Image OCR to Markdown

Extract text from images using OCR (Optical Character Recognition).

# Local engine — requires tesseract installed on system
any2md photo.png -o text.md
any2md screenshot.jpg -o extracted.md

# Cloud engine — requires OPENAI_API_KEY env var
export OPENAI_API_KEY=sk-...
any2md scan.tiff --engine cloud -o text.md

Supported formats: .png, .jpg, .jpeg, .tiff, .bmp, .webp

Local engine (default):

  • Calls the tesseract command-line tool (must be installed separately)
  • Language: English by default (eng)
  • If tesseract is not found, shows installation instructions:
    Error: Tesseract not found. Install it:
    brew install tesseract (macOS) or apt install tesseract-ocr (Linux)
    

Cloud engine (--engine cloud):

  • Sends the image to OpenAI's GPT-4o vision model
  • Requires OPENAI_API_KEY environment variable
  • Maximum file size: 20MB
  • Better accuracy on complex layouts, handwriting, and non-English text

Output: Plain paragraphs of extracted text (no structure detection in v1 — headings, tables, and lists are not detected from images).


Audio to Markdown

Transcribe audio files or live microphone input to Markdown with timestamped speaker sections.
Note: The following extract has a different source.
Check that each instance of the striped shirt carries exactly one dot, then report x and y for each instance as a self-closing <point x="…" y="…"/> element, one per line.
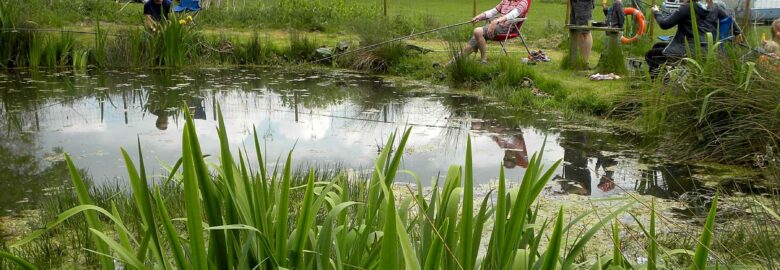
<point x="510" y="9"/>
# Transcribe an audio file with local Whisper engine
any2md --audio recording.mp3 -o notes.md
any2md --audio lecture.wav -o lecture.md
any2md --audio podcast.m4a -o transcript.md

# Transcribe with OpenAI cloud engine
export OPENAI_API_KEY=sk-...
any2md --audio meeting.wav --engine cloud -o meeting.md

# Use a custom Whisper model
any2md --audio recording.mp3 --model ~/models/ggml-large.bin -o notes.md

# Live microphone recording
any2md --audio --live
# → Records until you press Enter
# → Transcribes and prints markdown to stdout

Supported audio formats: .wav, .mp3, .m4a, .ogg, .webm, .flac

Local engine (default):

  • Uses whisper.cpp via whisper-rs bindings
  • First run: Automatically downloads the Whisper base model (~148MB) to ~/.any2md/models/ggml-base.bin
  • Language: Auto-detected (supports 99 languages)
  • Custom model: Override with --model /path/to/ggml-model.bin (supports any GGML Whisper model)
  • No internet connection required after model download

Cloud engine (--engine cloud):

  • Uses OpenAI Whisper API (whisper-1 model)
  • Requires OPENAI_API_KEY environment variable
  • Faster processing, handles more formats

Live mode (--audio --live):

  • Records from default system microphone
  • Press Enter to stop recording (maximum: 1 hour)
  • Transcribes the recording and prints Markdown to stdout
  • Only works with local engine (not cloud)
  • Requires a working audio input device

Speaker detection:

  • Uses pause-based heuristic: a gap > 2 seconds between speech segments triggers a speaker change
  • Alternates between "Speaker 1" and "Speaker 2"
  • This is a simple heuristic, not real speaker diarization — it works best for two-person conversations

Output structure:

## [00:00 - 00:45] Speaker 1
Hello, welcome to the meeting. Today we'll discuss the roadmap for the next quarter.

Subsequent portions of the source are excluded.